Don’t peek under my kilt, piper pleads
Groping, photos by women a strain, he says
Asking a Scotsman what he is wearing under his kilt is often considered a lighthearted joke.
But a leading bagpiper has complained that it constitutes harassment and said women use it as an opportunity to grope and “upskirt” those who wear traditional Highland dress.
Willie Armstrong, a member of the popular Scots band the Red Hot Chilli Pipers, said women took indecent photographs of him at gigs and suggested that double standards were at play.
Taking part in a discussion on “upskirting” on BBC Radio Scotland, Armstrong, 55, said: “It’s the constant ‘ are you a true Scotsman?’ They are basically asking you if you are wearing underwear or not.
“If you reversed that behaviour and I was to say to a woman, can I ask what you are wearing underneath your dress, it would be a whole different ball game. I just get weary of the whole thing.”
Upskirting, which was banned in Scotland in 2009 and in England and Wales last year, is the practice of taking images or videos under a person’s clothing without their consent. Women in skirts and dresses are usually the victims.

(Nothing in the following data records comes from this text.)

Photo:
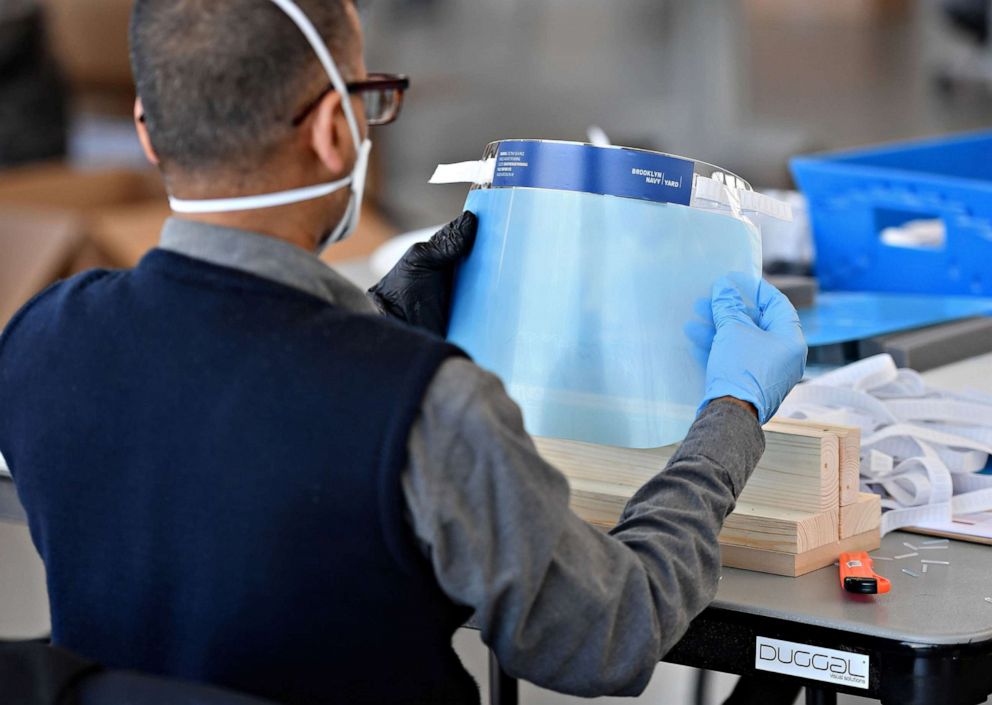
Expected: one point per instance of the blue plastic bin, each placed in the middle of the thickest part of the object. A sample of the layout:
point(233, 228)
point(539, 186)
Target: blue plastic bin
point(854, 196)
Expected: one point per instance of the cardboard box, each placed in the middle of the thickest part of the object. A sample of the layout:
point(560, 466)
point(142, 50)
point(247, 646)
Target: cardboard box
point(37, 248)
point(89, 39)
point(121, 211)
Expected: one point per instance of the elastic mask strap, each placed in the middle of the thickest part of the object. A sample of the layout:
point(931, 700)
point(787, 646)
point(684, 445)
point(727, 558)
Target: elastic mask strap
point(320, 49)
point(265, 200)
point(280, 198)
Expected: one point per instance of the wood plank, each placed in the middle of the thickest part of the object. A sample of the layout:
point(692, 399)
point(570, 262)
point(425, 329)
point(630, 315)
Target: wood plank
point(795, 564)
point(786, 530)
point(849, 453)
point(774, 529)
point(799, 470)
point(863, 515)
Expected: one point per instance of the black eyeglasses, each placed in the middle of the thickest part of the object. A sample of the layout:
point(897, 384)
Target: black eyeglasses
point(381, 93)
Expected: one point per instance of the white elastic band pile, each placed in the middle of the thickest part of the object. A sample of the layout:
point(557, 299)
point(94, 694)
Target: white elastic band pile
point(921, 447)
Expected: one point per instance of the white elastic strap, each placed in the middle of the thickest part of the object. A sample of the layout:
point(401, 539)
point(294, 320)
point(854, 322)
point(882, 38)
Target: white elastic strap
point(921, 447)
point(268, 200)
point(476, 172)
point(320, 49)
point(706, 191)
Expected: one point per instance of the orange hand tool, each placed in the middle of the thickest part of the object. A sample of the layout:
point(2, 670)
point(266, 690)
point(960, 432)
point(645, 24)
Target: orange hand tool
point(856, 574)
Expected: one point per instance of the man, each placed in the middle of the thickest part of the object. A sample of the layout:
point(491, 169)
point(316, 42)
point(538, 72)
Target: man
point(237, 472)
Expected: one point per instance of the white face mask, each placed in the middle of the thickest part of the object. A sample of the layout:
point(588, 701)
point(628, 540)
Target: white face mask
point(355, 180)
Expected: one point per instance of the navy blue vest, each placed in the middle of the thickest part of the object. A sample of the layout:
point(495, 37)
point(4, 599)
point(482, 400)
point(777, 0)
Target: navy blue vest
point(210, 465)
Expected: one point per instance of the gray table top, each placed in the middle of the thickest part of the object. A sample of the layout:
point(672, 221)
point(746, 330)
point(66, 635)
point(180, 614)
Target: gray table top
point(946, 605)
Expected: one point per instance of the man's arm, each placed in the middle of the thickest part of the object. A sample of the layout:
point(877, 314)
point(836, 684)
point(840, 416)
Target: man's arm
point(563, 604)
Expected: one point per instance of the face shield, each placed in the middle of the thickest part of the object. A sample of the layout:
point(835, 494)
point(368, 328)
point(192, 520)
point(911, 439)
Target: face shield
point(589, 265)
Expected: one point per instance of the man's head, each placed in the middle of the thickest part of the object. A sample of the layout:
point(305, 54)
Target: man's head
point(219, 82)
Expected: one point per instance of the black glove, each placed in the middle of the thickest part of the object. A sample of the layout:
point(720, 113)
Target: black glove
point(418, 289)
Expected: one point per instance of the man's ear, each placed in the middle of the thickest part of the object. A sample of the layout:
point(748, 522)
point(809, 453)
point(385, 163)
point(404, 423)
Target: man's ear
point(329, 134)
point(139, 125)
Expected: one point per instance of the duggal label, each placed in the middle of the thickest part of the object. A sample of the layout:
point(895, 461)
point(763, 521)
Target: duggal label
point(812, 662)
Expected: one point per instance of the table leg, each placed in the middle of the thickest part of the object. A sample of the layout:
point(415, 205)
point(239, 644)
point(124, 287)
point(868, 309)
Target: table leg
point(820, 696)
point(503, 689)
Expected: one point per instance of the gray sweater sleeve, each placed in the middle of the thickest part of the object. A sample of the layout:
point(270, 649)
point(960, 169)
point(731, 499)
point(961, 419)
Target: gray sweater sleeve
point(564, 605)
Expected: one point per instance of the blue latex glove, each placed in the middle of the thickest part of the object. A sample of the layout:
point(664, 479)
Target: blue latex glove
point(758, 353)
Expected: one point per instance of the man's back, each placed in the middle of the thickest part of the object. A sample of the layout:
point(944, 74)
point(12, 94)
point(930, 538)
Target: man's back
point(217, 494)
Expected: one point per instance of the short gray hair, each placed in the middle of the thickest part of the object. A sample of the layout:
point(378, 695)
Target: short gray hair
point(220, 79)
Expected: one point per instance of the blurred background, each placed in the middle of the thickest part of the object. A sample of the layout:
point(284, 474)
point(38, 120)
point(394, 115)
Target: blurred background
point(744, 84)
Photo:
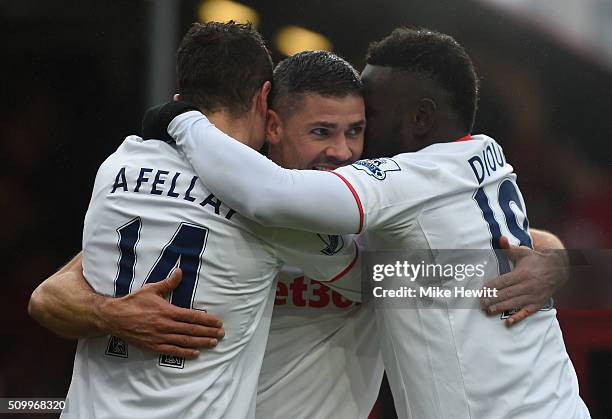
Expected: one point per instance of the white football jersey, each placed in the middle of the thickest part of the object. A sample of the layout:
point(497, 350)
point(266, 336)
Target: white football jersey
point(148, 214)
point(322, 358)
point(445, 362)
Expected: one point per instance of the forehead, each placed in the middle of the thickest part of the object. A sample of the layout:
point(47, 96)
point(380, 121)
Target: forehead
point(315, 107)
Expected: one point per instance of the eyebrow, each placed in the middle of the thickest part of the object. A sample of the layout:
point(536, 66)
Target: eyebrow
point(332, 125)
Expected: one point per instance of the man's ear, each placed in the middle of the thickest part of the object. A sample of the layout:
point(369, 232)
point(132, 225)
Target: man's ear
point(424, 117)
point(262, 97)
point(274, 127)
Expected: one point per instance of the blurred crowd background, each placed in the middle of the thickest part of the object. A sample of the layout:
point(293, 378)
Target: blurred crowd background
point(78, 74)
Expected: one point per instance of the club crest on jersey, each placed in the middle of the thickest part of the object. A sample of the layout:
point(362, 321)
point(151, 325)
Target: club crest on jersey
point(333, 244)
point(116, 347)
point(377, 168)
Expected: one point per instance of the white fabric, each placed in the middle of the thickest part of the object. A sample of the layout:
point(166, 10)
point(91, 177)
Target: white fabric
point(322, 358)
point(275, 196)
point(234, 276)
point(443, 363)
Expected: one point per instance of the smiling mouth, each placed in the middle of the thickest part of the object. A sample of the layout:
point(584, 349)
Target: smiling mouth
point(324, 167)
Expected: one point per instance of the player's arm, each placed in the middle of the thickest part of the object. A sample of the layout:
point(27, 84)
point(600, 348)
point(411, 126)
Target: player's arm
point(66, 304)
point(259, 189)
point(536, 276)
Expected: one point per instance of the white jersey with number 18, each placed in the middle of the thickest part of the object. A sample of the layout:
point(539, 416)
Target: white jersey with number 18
point(442, 360)
point(148, 214)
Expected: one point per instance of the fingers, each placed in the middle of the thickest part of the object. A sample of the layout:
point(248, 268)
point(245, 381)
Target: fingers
point(521, 314)
point(504, 243)
point(516, 253)
point(195, 330)
point(196, 317)
point(167, 285)
point(510, 279)
point(190, 342)
point(506, 305)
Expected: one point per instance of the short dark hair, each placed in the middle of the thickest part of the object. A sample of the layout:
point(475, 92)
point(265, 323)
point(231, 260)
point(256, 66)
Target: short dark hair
point(435, 56)
point(319, 72)
point(220, 66)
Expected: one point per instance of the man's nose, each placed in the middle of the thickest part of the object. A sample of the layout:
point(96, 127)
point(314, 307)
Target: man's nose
point(340, 149)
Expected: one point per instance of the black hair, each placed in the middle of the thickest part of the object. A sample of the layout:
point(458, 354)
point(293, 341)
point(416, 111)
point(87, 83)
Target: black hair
point(437, 57)
point(319, 72)
point(221, 66)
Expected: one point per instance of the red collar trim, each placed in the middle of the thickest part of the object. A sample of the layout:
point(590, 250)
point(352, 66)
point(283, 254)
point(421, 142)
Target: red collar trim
point(466, 138)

Armstrong, who once had to stop a performance after a woman took a picture underneath his kilt and passed it around the table, said he believed other pipers had had similar experiences, but their concerns were often laughed off or dismissed.
“I had to stop and tell her to delete the picture, that it isn’t acceptable,” he said. “I keep thinking, imagine I’d done that to her — I would be arrested, and rightly so. I don’t find it funny — and I know other men do find it funny. A lot of the time you just accept it because we are who we are.

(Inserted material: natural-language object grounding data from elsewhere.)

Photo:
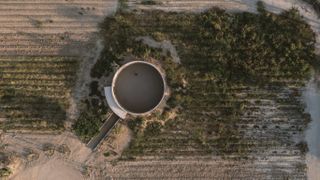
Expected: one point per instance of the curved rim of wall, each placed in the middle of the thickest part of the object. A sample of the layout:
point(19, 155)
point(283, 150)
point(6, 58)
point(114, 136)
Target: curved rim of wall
point(119, 71)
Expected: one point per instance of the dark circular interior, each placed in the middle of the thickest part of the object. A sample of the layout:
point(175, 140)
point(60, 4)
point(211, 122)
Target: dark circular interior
point(138, 88)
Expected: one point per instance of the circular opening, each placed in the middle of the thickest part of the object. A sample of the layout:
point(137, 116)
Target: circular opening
point(138, 87)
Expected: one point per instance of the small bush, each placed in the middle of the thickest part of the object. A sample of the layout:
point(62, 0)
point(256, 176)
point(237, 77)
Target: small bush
point(5, 172)
point(153, 128)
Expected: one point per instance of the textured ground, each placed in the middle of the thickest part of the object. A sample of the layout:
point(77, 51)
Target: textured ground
point(60, 28)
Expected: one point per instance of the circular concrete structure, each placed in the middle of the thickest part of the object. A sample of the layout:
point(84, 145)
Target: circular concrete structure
point(138, 87)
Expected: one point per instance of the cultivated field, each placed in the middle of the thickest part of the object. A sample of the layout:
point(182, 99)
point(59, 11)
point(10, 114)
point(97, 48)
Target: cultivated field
point(224, 130)
point(258, 128)
point(43, 43)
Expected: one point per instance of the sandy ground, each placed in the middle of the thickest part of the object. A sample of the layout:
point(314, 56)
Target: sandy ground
point(50, 170)
point(312, 100)
point(71, 165)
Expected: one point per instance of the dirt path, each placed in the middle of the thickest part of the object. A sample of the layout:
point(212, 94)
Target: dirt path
point(312, 100)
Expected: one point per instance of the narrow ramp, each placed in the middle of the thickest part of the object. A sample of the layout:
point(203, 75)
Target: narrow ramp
point(104, 131)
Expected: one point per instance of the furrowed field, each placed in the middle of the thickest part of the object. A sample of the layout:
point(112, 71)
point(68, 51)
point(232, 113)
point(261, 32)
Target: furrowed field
point(34, 91)
point(43, 43)
point(236, 94)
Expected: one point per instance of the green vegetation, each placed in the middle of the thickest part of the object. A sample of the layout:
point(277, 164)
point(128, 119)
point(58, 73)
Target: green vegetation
point(315, 4)
point(87, 126)
point(34, 91)
point(229, 62)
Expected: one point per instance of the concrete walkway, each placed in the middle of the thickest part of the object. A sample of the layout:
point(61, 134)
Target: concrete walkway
point(104, 131)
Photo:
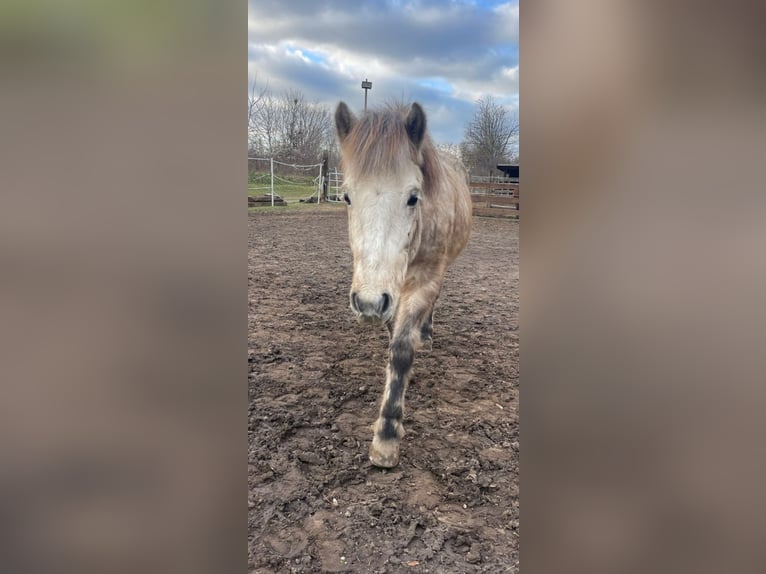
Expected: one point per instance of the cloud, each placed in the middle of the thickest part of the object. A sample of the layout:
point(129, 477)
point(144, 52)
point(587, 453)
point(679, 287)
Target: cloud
point(445, 54)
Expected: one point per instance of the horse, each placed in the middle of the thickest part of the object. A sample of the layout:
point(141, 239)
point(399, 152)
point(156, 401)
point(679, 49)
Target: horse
point(409, 217)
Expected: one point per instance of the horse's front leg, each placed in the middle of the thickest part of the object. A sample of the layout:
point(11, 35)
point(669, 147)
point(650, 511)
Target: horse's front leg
point(406, 337)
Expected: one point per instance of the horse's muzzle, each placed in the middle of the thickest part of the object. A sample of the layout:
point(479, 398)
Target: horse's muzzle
point(372, 309)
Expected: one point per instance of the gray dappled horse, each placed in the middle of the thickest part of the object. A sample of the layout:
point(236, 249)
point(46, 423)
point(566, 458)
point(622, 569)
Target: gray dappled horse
point(409, 217)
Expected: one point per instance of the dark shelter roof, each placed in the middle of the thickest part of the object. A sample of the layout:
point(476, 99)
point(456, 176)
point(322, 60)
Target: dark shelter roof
point(509, 170)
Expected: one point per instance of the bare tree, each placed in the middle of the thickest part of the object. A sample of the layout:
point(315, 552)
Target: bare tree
point(304, 128)
point(288, 127)
point(256, 102)
point(450, 149)
point(488, 136)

“But it’s not just me, it’s every member of the band it has happened to.
“I remember playing at Ayr Town Hall. I came off the stage, the crowd go crazy, and in trying to get back to the stage I don’t know how many times there were hands up my kilt. I’m trying to play my pipes, but I’m also trying to protect my own dignity.”
But the behaviour had been “constant” even since he was a boy, Armstrong said, and at one point in his career was experiencing incidents “almost every week.”
Dawn Waddell, the band secretary of the City of St Andrews Pipe Band, said that it was unfortunately common for members of the public to “take liberties” with pipers.
She added that women, especially at functions like weddings, could adopt a “ladette” behaviour and “don’t take it seriously or think it’s a problem.”
“Pipe bands, especially when they’re out playing and out marching are often seen as a free for all. There’s this kind of culture that if you’re out in the public arena then you’re public property,” she said.